Terpsichore Melpomene Murray, better known as Teri-Mel, lives on Mars, is fifteen years old, hates school and wants to leave, marry her lover, Perry, and settle down as an ecoprospector like her father. Mars is in the process of being terraformed, though it will be centuries before humans can survive on the surface without spacesuits.

Teri-Mel's father wants her to spend another year to finish school, since he believes ecoprospecting is a dying profession. Marsforms, humans genetically enhanced to be able to live on Mars after minimal terraforming, have been guaranteed a very large part of the planet for their sole use, and once they are established, no more effort is likely to be put into further improvement.

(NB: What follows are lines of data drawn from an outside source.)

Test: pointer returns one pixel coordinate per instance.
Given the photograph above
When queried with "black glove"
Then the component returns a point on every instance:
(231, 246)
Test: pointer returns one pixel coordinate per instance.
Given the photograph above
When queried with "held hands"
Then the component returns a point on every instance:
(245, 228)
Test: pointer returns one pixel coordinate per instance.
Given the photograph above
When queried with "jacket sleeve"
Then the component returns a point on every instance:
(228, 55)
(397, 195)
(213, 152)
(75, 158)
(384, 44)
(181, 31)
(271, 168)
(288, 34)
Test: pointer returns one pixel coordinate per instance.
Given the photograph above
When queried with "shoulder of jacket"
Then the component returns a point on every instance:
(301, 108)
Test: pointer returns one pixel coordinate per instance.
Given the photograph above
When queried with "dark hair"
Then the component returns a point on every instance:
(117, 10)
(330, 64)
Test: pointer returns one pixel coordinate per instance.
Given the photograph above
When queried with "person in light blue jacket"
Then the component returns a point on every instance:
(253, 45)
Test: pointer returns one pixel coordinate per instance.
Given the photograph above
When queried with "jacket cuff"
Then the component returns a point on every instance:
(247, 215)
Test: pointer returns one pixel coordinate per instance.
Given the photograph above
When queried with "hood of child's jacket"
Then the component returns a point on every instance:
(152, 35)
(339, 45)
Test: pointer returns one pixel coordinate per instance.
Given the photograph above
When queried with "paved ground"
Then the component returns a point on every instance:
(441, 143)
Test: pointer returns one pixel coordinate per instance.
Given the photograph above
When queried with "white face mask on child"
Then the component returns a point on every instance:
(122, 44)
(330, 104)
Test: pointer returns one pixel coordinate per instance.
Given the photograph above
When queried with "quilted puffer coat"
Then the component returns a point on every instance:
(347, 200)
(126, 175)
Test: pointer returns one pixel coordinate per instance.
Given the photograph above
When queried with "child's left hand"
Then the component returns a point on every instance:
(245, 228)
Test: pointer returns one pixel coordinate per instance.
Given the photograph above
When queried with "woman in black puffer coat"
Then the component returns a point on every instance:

Then a sudden fantastic discovery make Teri-Mel and her father very rich, and he withdraws his objections. Unfortunately, when they reach the Gathering and Teri-Mel meets Perry, she finds that he may have made other plans. She survives this shock, but after the Gathering, goes with her father on a training trip for some other children. On the way a planet wide catastrophe kills some of the party, and leaves Teri-Mel with only one option; to survive herself and get the other survivors of the party to safety.

The story is told by a policeman/shrink, who in the intervals when he is sober, plays back the recordings of his treatment sessions with Teri-Mel. Gradually the reader is introduced to One-True, the computer virus which has taken over the minds of all the inhabitants of Earth, and is continually searching for ways to infect the minds on Mars. Readers of Barnes' earlier works will already know about One-True, but those who do not are in for a very special experience, as just enough is revealed, little by little, to catch the reader's rapt attention.

Ecoprospectors are a very special breed, living by choice in spacesuits in a harsh and dangerous environment, and Barnes forces us to experience it but always to see it through Teri-Mel's eyes. It should be emphasized that this is not a teen book; indeed it is rather dark and haunting, lingering in the mind long after the last word is read.